The world’s most famous movie theater is 87 years old this week. Though considered ancient by Hollywood standards, the TCL Chinese Theatre (though natives always call it Grauman’s Chinese Theatre) recently underwent a state-of-the-art renovation that makes it the largest single IMAX auditorium in the world. The big screen might draw cinefiles, but it’s the sidewalk in the theatre’s forecourt that pulls in the tourists, nearly four million a year, according to one estimate. The hand and footprints of some 200 Hollywood luminaries, from the 1920s to the present day, are set in cement in the patio. For more than 80 years, visitors have been intrigued by the concrete impressions left by the stars, from John Wayne’s boots to Whoopi Goldberg’s dreadlocks.
In addition to the hand print ceremonies, the Chinese Theatre has been the venue for three Academy Awards presentations and numerous movie premieres. It’s been used as a set and recreated as a setting in dozens of movies, including Singin’ In The Rain, A Star Is Born, The Aviator and Saving Mr. Banks. In 1968 the city of Los Angeles gave the theatre landmark status, though it was a landmark long before the formal designation.

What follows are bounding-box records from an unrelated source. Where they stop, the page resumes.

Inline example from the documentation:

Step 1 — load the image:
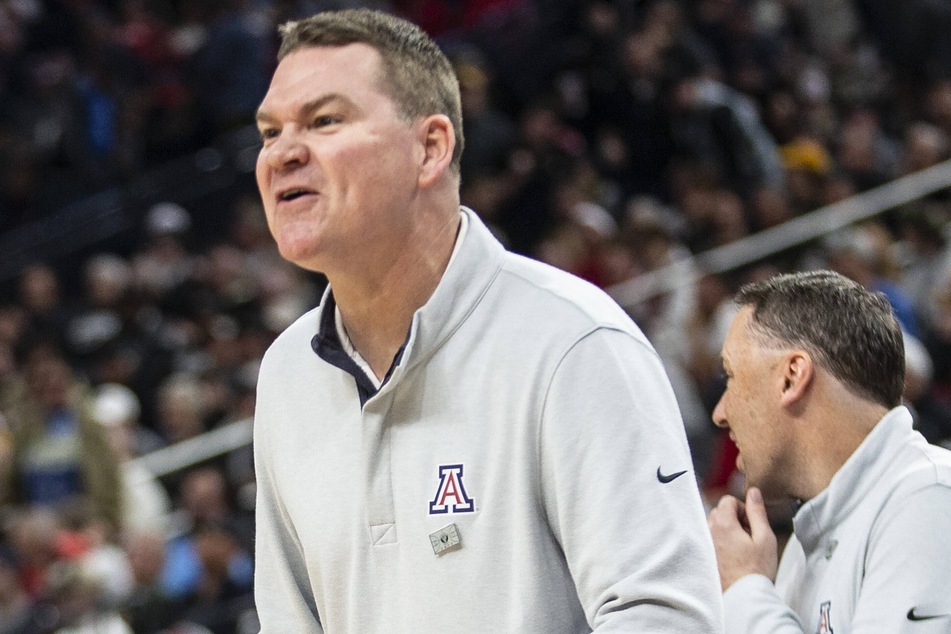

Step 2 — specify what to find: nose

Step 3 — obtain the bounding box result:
[712,391,729,428]
[261,130,308,170]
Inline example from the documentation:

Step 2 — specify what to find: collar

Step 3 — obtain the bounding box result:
[311,207,505,405]
[793,406,914,556]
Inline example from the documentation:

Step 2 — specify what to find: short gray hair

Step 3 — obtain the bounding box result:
[734,271,905,408]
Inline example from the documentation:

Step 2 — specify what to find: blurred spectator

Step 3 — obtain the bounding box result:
[826,223,921,337]
[91,383,171,532]
[0,342,122,530]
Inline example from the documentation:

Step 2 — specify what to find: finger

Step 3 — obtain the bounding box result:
[707,495,743,528]
[746,487,773,539]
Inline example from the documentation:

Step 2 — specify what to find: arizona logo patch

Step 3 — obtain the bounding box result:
[816,601,833,634]
[429,464,475,515]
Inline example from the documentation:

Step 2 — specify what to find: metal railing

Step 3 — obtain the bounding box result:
[606,160,951,310]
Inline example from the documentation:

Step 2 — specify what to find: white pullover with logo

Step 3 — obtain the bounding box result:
[254,209,723,634]
[723,407,951,634]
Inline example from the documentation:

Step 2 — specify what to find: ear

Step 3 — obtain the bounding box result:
[779,350,815,407]
[419,114,456,188]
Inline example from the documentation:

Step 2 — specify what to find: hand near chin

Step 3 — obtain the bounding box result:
[707,487,778,591]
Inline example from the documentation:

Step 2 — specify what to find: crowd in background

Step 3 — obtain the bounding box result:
[0,0,951,634]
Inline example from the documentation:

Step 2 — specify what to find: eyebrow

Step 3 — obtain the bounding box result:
[254,92,352,123]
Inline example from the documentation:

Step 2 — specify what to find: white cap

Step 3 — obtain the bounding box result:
[92,383,141,427]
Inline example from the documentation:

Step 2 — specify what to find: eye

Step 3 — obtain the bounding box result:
[258,128,279,142]
[311,114,340,128]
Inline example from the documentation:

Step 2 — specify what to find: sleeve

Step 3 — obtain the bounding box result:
[539,328,723,634]
[254,398,323,634]
[852,484,951,634]
[723,574,803,634]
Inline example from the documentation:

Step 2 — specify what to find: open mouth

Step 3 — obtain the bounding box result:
[278,189,313,202]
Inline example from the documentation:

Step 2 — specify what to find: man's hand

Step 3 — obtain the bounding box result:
[707,487,778,591]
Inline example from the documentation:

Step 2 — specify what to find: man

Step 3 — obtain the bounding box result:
[709,271,951,634]
[254,10,722,634]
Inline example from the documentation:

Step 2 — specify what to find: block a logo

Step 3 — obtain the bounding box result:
[429,464,475,515]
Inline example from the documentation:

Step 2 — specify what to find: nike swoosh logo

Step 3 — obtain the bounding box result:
[908,608,949,621]
[657,467,687,484]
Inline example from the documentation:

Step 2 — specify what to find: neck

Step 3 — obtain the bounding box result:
[799,382,888,500]
[328,205,459,380]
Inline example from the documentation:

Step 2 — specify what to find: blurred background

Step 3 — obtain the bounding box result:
[0,0,951,634]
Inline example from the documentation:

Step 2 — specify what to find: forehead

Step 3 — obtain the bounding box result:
[264,43,383,103]
[722,306,753,361]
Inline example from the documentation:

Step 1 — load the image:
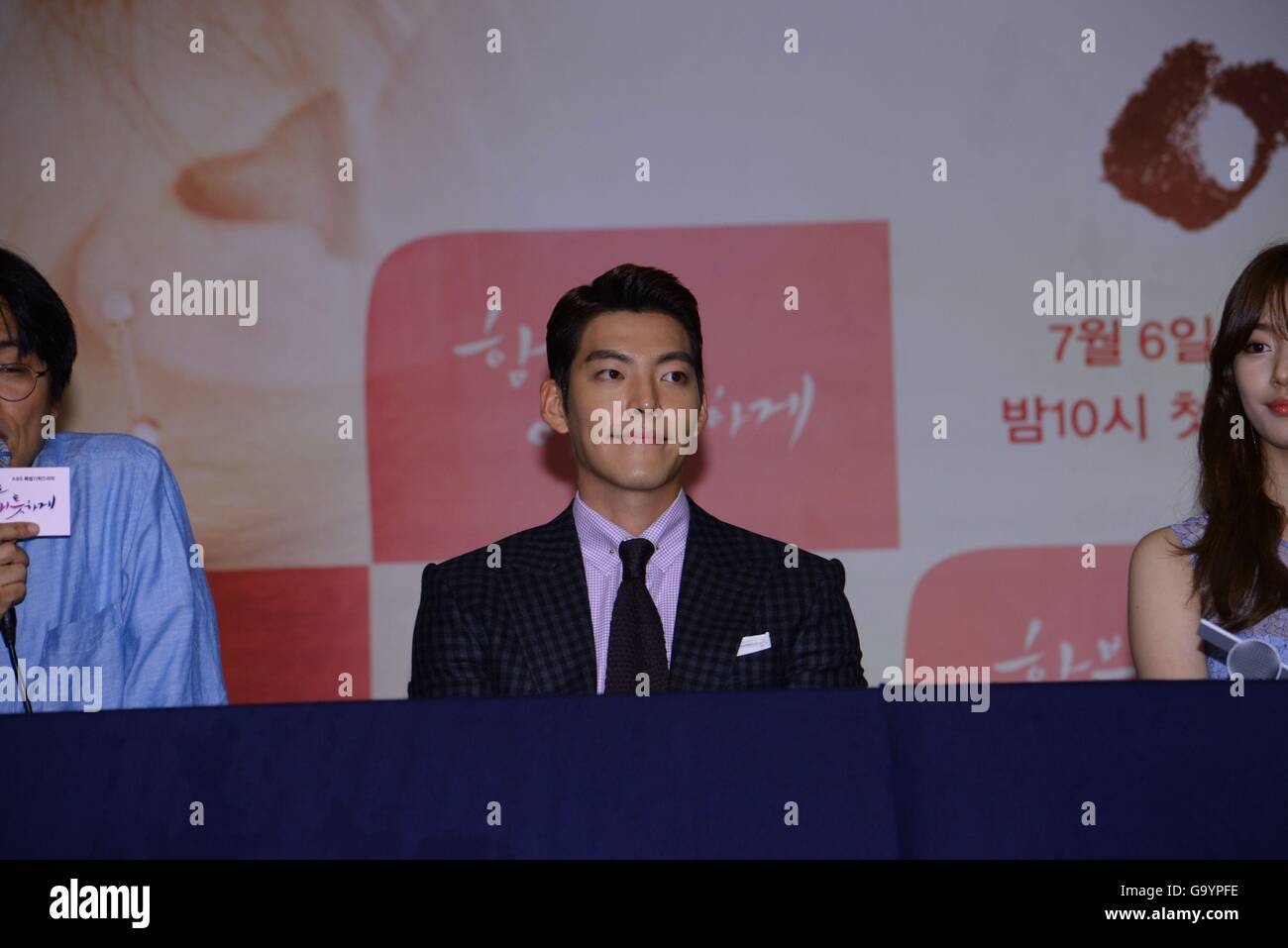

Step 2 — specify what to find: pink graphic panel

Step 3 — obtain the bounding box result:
[368,222,899,563]
[905,545,1134,682]
[206,567,374,704]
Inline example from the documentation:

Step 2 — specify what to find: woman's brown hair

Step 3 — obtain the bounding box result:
[1177,242,1288,631]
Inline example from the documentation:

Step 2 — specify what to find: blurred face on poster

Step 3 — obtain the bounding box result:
[0,3,432,568]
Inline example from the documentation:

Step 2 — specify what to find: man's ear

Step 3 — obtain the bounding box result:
[538,378,568,434]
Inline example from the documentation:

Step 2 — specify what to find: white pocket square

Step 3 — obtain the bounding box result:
[738,632,770,656]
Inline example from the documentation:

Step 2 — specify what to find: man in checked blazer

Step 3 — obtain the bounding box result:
[408,264,867,698]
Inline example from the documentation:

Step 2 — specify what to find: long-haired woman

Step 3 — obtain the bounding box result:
[1127,244,1288,679]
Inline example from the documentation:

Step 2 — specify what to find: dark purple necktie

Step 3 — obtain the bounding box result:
[604,537,667,694]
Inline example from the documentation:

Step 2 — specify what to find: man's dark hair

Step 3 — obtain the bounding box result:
[546,263,705,404]
[0,246,76,404]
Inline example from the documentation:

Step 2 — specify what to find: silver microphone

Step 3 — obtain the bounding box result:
[1198,618,1288,682]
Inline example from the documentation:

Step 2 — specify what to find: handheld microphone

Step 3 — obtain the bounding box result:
[0,438,31,715]
[1198,618,1288,682]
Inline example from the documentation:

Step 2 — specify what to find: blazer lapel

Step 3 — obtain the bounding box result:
[667,497,757,690]
[501,502,596,694]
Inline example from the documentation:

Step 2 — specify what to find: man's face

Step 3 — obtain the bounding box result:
[541,312,707,490]
[0,306,52,468]
[1234,303,1288,450]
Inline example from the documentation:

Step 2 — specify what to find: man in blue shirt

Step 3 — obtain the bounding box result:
[0,249,228,713]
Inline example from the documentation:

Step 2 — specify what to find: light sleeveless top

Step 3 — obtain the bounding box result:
[1172,514,1288,681]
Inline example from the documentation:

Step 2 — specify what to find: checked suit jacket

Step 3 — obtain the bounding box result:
[407,494,867,698]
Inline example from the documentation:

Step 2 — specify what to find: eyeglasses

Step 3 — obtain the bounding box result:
[0,362,49,402]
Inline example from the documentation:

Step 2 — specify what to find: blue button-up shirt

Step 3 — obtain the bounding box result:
[0,432,228,713]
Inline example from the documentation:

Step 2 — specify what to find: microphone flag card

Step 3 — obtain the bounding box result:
[0,468,72,540]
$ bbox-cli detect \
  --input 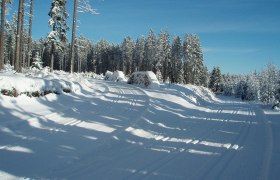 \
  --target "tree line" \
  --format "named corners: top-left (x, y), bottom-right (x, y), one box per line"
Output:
top-left (0, 0), bottom-right (280, 103)
top-left (209, 64), bottom-right (280, 104)
top-left (1, 0), bottom-right (207, 85)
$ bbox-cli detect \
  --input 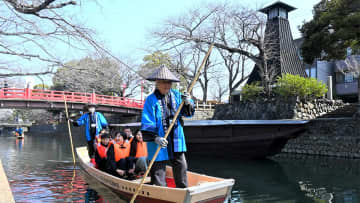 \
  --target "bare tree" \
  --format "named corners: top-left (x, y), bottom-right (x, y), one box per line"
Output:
top-left (174, 44), bottom-right (219, 102)
top-left (211, 78), bottom-right (229, 102)
top-left (53, 57), bottom-right (140, 96)
top-left (0, 0), bottom-right (114, 78)
top-left (153, 4), bottom-right (264, 96)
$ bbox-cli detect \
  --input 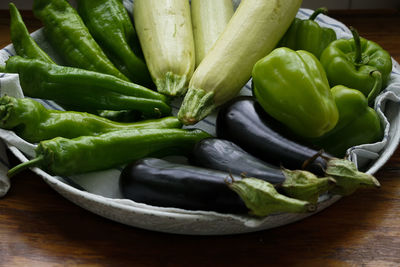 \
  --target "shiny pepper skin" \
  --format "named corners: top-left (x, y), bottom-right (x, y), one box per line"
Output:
top-left (253, 47), bottom-right (338, 137)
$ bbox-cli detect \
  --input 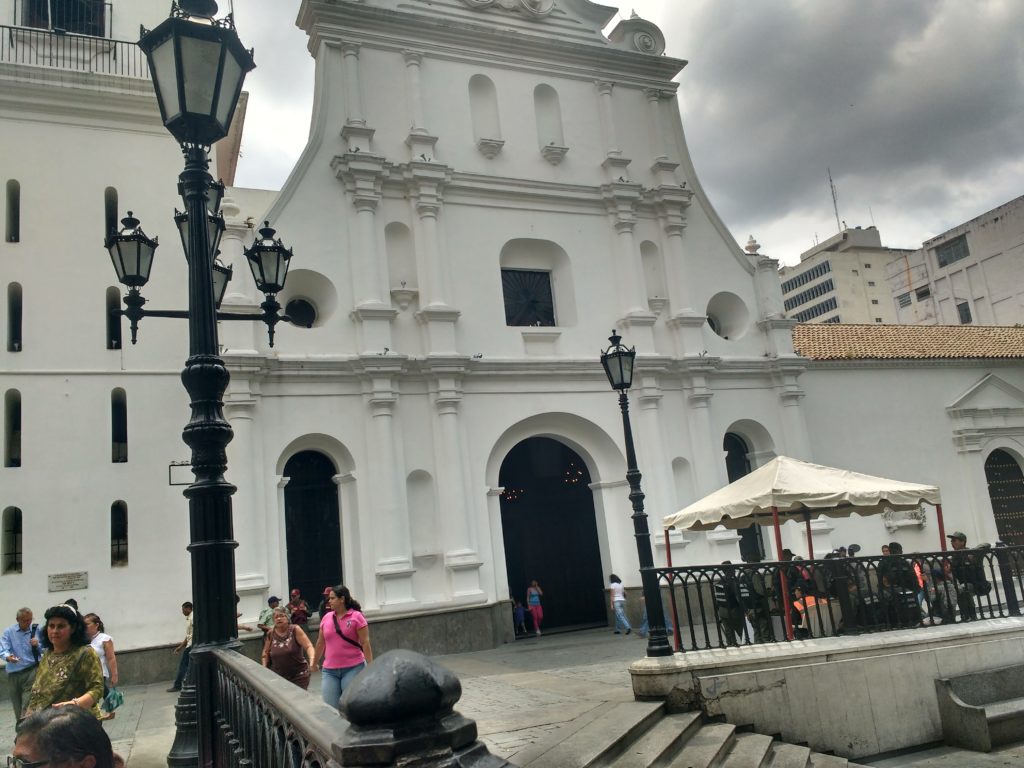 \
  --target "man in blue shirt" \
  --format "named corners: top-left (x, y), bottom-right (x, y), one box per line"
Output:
top-left (0, 608), bottom-right (40, 722)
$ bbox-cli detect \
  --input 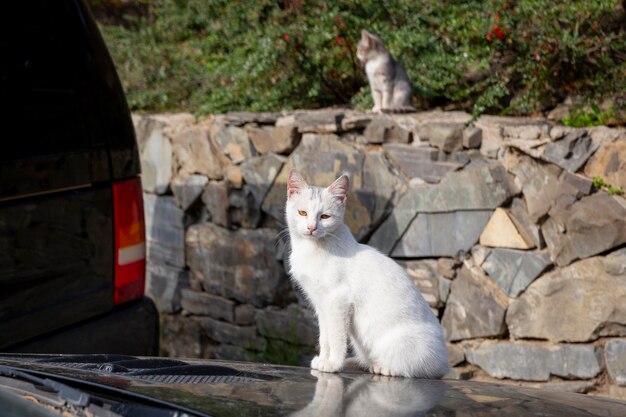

Here’s a little-known fact: TCL, the company that bought the naming rights for the theatre three years ago, is a Chinese electronics firm.
Now that I’ve provided all this info about the Chinese Theatre, I should mention that although I grew up in L.A. and have visited the famous cement courtyard several times, I’ve only been to a movie there once. It was many years ago, and I can’t recall what picture I saw. I just remember the footprints outside.